Biden’s top diplomat, Secretary of State Antony Blinken, was able to offer little more than stern words for the Taliban.
“Any legitimacy and any support will have to be earned,” Blinken said, as he announced the United States had suspended its diplomatic presence in Kabul and shifted its operations to Qatar.
In Kabul, Taliban spokesman Zabihullah Mujahid said Afghanistan had “gained full independence” with the US withdrawal.
Anas Haqqani, a senior Taliban official, said he was “proud” to witness “these historic moments”.
AFP correspondents in the city heard celebratory gunfire from several Taliban checkpoints, as well as the cheers of fighters manning security posts in the Green Zone.
All eyes will now turn to how the Taliban handles its first few days with sole authority over the country, with a sharp focus on whether it will allow other foreigners and Afghans to leave the country.
Blinken said a small number of US citizens remained in the country — “under 200” but likely closer to just 100 — and wanted to leave.
Many thousands of other Afghans who had worked with the US-backed government and fear retribution also want to get out.
Western allies have voiced heartbreak in recent days that not all Afghans who wanted to flee could get on the evacuation flights.
The UN Security Council adopted a resolution Monday, requiring the Taliban to honour a commitment to let people freely leave Afghanistan in the days ahead, and to grant access to the UN and other aid agencies.
But they did not agree to call for the creation of a “safe zone” in Kabul, as envisaged by French President Emmanual Macron.
Talks are ongoing as to who will now run Kabul airport.
The Taliban have asked Turkey to handle logistics while they maintain control of security, but President Recep Tayyip Erdogan has not yet accepted that offer.
It was not immediately clear which airlines would agree to fly in and out of Kabul.
Daesh had posed the biggest threat to the withdrawal after it carried out the devastating suicide bombing outside the airport last week.
On Monday, they also claimed to have fired six rockets at the airport.
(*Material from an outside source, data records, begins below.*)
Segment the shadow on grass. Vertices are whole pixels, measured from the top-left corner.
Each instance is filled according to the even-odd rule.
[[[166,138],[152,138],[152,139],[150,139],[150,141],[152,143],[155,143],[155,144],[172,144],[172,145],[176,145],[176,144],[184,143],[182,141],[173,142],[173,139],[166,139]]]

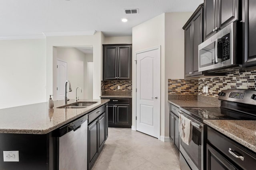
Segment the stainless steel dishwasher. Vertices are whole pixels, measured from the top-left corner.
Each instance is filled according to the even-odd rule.
[[[88,132],[87,115],[58,129],[59,170],[87,169]]]

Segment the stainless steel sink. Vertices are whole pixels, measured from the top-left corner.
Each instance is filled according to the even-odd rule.
[[[66,107],[61,107],[61,108],[63,108],[64,109],[82,109],[83,108],[85,108],[85,107],[87,107],[88,106],[66,106]]]
[[[58,107],[64,109],[82,109],[97,103],[96,102],[80,102]]]
[[[71,104],[70,106],[90,106],[94,104],[97,103],[96,102],[80,102],[79,103],[74,103]]]

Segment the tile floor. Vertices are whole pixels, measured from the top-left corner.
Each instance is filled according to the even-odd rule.
[[[172,143],[130,128],[109,128],[108,138],[93,170],[180,170]]]

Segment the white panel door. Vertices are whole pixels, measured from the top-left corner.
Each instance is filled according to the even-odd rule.
[[[160,47],[136,54],[136,130],[160,134]]]
[[[68,63],[57,60],[57,100],[64,99],[65,82],[68,80]]]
A Taliban official said the attack was intercepted by the airport’s missile defence systems.
And in an echo of the tragedies of civilian deaths that plagued the war and cost the United States local support, a US airstrike in Kabul targeting a purported Daesh car bomb on the weekend appeared to have killed children.
The United States said Sunday it had carried out a drone strike against a vehicle threatening the Kabul airport.
Members of one family told AFP they believed a fatal error had been made, and that 10 civilians were killed.
“My brother and his four children were killed. I lost my small daughter… nephews and nieces,” Aimal Ahmadi told AFP.